Чем дальше, тем выздоровление шло быстрее. Даже старенький доктор, всю жизнь лечивший животных, поражался живучести дога.
— Ну, и здоров! — говорил он, выслушивая своего пациента, и, ласково улыбаясь, осторожно похлопывал его по спине. — Другой после такого кровопускания и чихнуть не успел бы, как на тот свет отправился бы, а этот — ничего, здоровехонек!
Скоро сняли повязку. Доктор говорил, что теперь она только раздражает рану, без нее заживление пойдет быстрее.
Когда на месте раны образовался продолговатый розовый шрам, я, захватив с собой и Снукки, увез своего ослабевшего после длительной болезни друга в маленький уральский городок на берегу реки Ирени, где когда-то я провел свое детство и юность. Здесь целыми днями мы проводили время у реки, под живительными лучами солнца.
Природа — лучший врач. Солнце, воздух, вода и вкусная питательная пища энергично делали свое дело. Сила и здоровье быстро возвращались к Джери. Тело вновь налилось и окрепло, псовина приобрела, как прежде, серебристый блеск, движения сделались быстрыми и уверенными.

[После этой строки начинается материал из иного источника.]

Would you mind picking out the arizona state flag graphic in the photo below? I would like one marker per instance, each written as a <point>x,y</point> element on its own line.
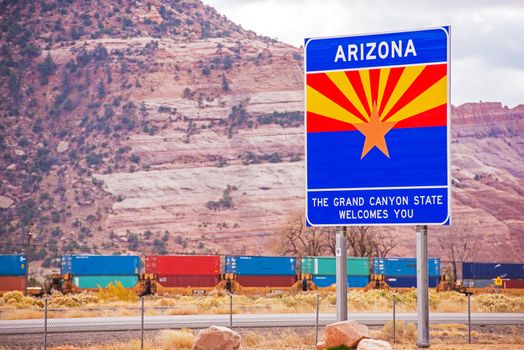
<point>377,130</point>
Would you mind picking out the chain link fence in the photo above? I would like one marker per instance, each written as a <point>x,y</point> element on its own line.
<point>271,322</point>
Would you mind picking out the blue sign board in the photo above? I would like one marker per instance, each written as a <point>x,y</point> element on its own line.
<point>377,129</point>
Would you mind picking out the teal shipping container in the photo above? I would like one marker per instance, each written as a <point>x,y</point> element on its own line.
<point>92,282</point>
<point>326,266</point>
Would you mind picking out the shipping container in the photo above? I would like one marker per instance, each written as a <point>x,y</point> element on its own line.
<point>183,281</point>
<point>513,284</point>
<point>94,265</point>
<point>261,265</point>
<point>183,265</point>
<point>358,281</point>
<point>473,270</point>
<point>353,281</point>
<point>478,283</point>
<point>12,283</point>
<point>403,266</point>
<point>12,265</point>
<point>409,281</point>
<point>325,266</point>
<point>266,281</point>
<point>91,282</point>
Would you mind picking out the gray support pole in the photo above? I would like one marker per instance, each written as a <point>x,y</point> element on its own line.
<point>231,311</point>
<point>341,265</point>
<point>469,318</point>
<point>394,319</point>
<point>45,324</point>
<point>316,320</point>
<point>422,287</point>
<point>142,325</point>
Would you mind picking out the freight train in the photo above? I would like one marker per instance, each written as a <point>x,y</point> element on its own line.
<point>185,274</point>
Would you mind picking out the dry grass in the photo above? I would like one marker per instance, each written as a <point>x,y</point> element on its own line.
<point>117,300</point>
<point>406,333</point>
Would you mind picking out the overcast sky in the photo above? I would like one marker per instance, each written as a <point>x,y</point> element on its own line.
<point>487,36</point>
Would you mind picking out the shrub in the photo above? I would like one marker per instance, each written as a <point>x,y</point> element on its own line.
<point>46,68</point>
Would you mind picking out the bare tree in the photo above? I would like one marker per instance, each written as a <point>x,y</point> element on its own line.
<point>364,241</point>
<point>457,245</point>
<point>296,239</point>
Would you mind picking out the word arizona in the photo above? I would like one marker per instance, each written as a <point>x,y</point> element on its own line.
<point>369,51</point>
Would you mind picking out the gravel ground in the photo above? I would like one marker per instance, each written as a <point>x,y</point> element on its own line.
<point>451,337</point>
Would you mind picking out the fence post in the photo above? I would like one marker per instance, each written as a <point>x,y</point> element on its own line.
<point>45,323</point>
<point>231,311</point>
<point>394,319</point>
<point>469,318</point>
<point>316,320</point>
<point>142,325</point>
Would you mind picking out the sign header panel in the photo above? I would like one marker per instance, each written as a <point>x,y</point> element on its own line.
<point>377,129</point>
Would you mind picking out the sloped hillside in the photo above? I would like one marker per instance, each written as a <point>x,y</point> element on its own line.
<point>92,91</point>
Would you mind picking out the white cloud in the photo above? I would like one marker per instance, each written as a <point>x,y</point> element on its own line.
<point>487,36</point>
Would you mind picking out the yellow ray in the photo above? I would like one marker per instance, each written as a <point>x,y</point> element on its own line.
<point>343,84</point>
<point>384,75</point>
<point>320,104</point>
<point>408,76</point>
<point>364,77</point>
<point>434,96</point>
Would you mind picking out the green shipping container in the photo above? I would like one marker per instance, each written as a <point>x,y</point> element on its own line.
<point>325,266</point>
<point>91,282</point>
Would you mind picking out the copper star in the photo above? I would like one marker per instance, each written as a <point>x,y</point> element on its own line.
<point>375,131</point>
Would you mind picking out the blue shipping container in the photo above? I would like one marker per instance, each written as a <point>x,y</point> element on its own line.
<point>12,265</point>
<point>468,283</point>
<point>492,270</point>
<point>93,265</point>
<point>261,265</point>
<point>353,281</point>
<point>409,281</point>
<point>403,266</point>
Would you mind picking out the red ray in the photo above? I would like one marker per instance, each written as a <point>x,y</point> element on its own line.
<point>393,77</point>
<point>434,117</point>
<point>356,82</point>
<point>374,77</point>
<point>326,87</point>
<point>319,123</point>
<point>429,76</point>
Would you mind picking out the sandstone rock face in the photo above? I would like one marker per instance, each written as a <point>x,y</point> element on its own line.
<point>62,147</point>
<point>5,202</point>
<point>348,333</point>
<point>217,338</point>
<point>373,344</point>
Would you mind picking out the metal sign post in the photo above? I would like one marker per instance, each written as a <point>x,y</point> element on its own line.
<point>422,287</point>
<point>341,266</point>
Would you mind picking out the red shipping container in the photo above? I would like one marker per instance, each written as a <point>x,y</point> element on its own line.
<point>183,281</point>
<point>510,284</point>
<point>266,281</point>
<point>183,265</point>
<point>10,283</point>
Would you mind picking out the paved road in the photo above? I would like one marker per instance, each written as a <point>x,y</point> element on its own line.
<point>97,324</point>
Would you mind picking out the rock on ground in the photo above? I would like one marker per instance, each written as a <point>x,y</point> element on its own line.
<point>217,338</point>
<point>373,344</point>
<point>348,333</point>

С утра до вечера носился он вместе со Снукки на свежем воздухе, поражая жителей городка, никогда не видевших дога, своей величиной, редким окрасом шерсти и красотой.
Приближался конец моего отпуска.
Последние дни мы почти совсем не покидали реки. Погода стояла, как по заказу: ясная, теплая. Я старался как можно полней насладиться отдыхом, предоставив собакам полную свободу. Джери много купался, накупавшись, принимался кататься на траве, переворачиваясь с одного бока на другой и взлягивая длинными ногами, как жеребенок. Снукки в это время громко пыхтела где-нибудь в тени ивового куста, спасаясь от полдневного жара.
Обширный заливной луг с высокой сочной травой, где мы обычно проводили время, заканчивался у реки высоким глинистым обрывом. Вниз, к воде, вела узенькая скользкая тропинка; у берега на приколе всегда стояла узкая и верткая долбленая лодка-душегубка. Однажды Джери попробовал сунуться в нее, но вынужден был поспешно выскочить обратно, едва не перевернув утлое суденышко.
Кончался последний день нашего пребывания на Ирени. Солнце медленно клонилось к западу. Я читал книгу, собаки, набегавшись вволю, лежали около меня. На лугу жители заречной слободы косили траву. Двое косили, а третий сгребал кошенину граблями, набивал ею рогожные кули и сносил их к реке, в лодку.